HALIFAX -- A prolonged holiday warm spell ended with a vengeance over the weekend across Atlantic Canada, leaving double-digit snowfall totals in three provinces and thousands of Nova Scotia residents in the dark on Sunday.

The website for Nova Scotia Power's listed 13,967 customers affected by 248 outages as of 1 p.m., mostly on Cape Breton Island and along the northeast coast.

The numbers marked a significant improvement from earlier in the morning when the energy company estimated nearly 17,000 clients were without electricity.

Nova Scotia Power spokeswoman Andrea Anderson said the outages were caused by the region's first snowstorm of 2021, which blew across most of the province on Saturday and ended overnight.

"The heavy, wet snow and high winds, they can bring branches down or entire trees down," Anderson said in an interview Sunday. "Heavy, wet snow and high winds are not our friends."

Local crews worked through the wintry conditions on Saturday night to restore power, she said. At about 6 a.m. Sunday morning, crews from the rest of Nova Scotia set out to help them.

As of Sunday afternoon, Anderson said about 80 technicians were working to get the lights turned back on.

Saturday's storm dumped 32 centimetres of snow on the airport in Sydney, according to Environment Canada, with nearby St. Anns receiving 29 centimetres.

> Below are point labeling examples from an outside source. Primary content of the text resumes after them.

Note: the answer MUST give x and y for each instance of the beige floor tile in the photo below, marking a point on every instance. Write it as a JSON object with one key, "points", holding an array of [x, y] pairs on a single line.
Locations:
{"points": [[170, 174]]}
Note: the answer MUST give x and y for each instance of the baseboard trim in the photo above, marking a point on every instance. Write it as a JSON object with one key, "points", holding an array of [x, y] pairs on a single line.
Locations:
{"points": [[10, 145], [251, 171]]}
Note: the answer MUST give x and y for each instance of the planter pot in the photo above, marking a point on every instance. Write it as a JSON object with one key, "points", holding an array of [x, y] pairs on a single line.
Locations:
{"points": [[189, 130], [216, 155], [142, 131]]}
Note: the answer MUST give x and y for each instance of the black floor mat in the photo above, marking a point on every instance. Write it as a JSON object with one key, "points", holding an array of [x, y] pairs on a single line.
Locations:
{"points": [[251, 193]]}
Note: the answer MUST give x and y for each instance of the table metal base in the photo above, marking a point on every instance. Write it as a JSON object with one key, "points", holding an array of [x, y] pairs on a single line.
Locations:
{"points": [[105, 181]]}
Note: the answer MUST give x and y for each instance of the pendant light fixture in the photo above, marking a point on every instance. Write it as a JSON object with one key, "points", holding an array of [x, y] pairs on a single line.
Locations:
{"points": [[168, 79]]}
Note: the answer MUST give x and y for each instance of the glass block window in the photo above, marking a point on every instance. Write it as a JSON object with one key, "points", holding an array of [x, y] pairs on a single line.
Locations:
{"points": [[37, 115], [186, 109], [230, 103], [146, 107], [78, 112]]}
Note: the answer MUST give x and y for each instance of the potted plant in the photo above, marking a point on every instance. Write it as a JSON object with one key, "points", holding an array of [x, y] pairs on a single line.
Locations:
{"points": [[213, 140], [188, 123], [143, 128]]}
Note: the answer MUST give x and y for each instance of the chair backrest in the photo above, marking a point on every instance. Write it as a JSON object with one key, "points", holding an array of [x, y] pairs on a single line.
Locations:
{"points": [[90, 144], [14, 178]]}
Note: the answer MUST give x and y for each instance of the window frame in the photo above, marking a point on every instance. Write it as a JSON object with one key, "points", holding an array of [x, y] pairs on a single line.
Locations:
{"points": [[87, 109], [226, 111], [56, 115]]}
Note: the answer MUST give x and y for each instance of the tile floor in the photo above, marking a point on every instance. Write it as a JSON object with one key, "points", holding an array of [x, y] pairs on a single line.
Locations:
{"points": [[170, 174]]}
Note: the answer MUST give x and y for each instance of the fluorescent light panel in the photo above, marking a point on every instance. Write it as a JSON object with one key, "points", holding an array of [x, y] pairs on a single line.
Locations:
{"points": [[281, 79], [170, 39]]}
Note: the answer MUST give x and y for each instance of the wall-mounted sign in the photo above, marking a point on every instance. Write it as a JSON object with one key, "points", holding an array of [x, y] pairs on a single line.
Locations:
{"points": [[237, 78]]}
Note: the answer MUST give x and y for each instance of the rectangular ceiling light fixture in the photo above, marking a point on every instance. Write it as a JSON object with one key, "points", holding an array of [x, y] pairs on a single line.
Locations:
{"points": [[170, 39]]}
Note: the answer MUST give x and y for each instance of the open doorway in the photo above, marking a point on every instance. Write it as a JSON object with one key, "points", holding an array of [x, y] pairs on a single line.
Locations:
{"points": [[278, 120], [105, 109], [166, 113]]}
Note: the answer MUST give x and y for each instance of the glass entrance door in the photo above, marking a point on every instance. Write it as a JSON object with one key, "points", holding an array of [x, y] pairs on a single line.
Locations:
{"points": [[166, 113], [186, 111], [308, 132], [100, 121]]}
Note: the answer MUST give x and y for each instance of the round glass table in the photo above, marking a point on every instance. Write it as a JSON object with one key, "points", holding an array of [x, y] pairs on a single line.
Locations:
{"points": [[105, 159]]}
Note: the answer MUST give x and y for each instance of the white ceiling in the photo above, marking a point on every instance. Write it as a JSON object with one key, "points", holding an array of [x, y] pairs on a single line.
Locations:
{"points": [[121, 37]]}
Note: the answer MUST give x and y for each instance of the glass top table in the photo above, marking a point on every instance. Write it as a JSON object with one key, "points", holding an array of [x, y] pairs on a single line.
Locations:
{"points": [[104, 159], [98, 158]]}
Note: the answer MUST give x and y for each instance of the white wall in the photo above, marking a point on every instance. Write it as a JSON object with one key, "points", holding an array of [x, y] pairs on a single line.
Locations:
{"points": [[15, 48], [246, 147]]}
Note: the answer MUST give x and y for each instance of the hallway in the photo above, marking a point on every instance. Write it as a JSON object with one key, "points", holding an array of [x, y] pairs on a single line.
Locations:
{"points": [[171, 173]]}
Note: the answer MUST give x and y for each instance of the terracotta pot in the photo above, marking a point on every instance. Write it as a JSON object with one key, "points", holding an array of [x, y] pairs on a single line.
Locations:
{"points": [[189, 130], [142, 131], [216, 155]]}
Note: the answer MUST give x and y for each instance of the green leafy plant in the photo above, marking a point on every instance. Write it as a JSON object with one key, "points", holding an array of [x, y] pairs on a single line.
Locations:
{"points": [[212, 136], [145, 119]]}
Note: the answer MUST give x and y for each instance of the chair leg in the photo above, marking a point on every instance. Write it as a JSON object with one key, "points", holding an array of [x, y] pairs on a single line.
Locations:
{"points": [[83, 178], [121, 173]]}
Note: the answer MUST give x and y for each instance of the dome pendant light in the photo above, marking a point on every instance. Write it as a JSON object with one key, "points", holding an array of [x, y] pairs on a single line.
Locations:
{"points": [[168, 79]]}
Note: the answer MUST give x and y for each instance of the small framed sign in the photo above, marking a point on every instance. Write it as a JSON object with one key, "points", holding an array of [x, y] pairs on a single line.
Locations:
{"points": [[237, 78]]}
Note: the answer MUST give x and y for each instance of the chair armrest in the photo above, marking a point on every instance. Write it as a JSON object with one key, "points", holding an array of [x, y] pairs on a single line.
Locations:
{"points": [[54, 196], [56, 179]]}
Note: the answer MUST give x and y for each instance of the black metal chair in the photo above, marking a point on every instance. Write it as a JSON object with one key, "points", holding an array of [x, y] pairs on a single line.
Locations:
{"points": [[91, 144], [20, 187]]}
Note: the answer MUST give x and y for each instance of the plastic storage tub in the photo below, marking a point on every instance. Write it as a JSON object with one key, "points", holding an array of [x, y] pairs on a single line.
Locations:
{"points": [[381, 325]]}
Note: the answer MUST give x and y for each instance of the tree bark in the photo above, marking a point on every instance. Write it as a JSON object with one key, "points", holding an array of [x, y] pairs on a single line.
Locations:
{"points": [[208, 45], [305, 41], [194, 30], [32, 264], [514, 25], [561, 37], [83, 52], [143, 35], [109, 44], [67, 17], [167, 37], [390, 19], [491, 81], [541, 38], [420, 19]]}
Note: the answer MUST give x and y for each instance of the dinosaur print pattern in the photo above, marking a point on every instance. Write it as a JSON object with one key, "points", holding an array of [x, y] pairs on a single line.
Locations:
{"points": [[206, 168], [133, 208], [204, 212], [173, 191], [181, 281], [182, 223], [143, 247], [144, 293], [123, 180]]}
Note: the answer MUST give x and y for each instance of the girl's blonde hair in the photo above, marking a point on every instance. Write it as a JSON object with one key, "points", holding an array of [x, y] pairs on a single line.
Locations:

On the northeastern coast of the province, along the Northumberland Strait, Environment Canada said towns like New Glasgow, Pictou and North Port woke up to about 20 centimetres.

Saturday also brought significant snowfall to New Brunswick and Prince Edward Island. Environment Canada reported accumulation of over 20 centimetres for much of the southern part of New Brunswick stretching from Fredericton to Moncton.

On Prince Edward Island, people in Charlottetown woke up to nearly 30 centimetres. Accumulations of over 20 centimetres were reported throughout the Island's central region.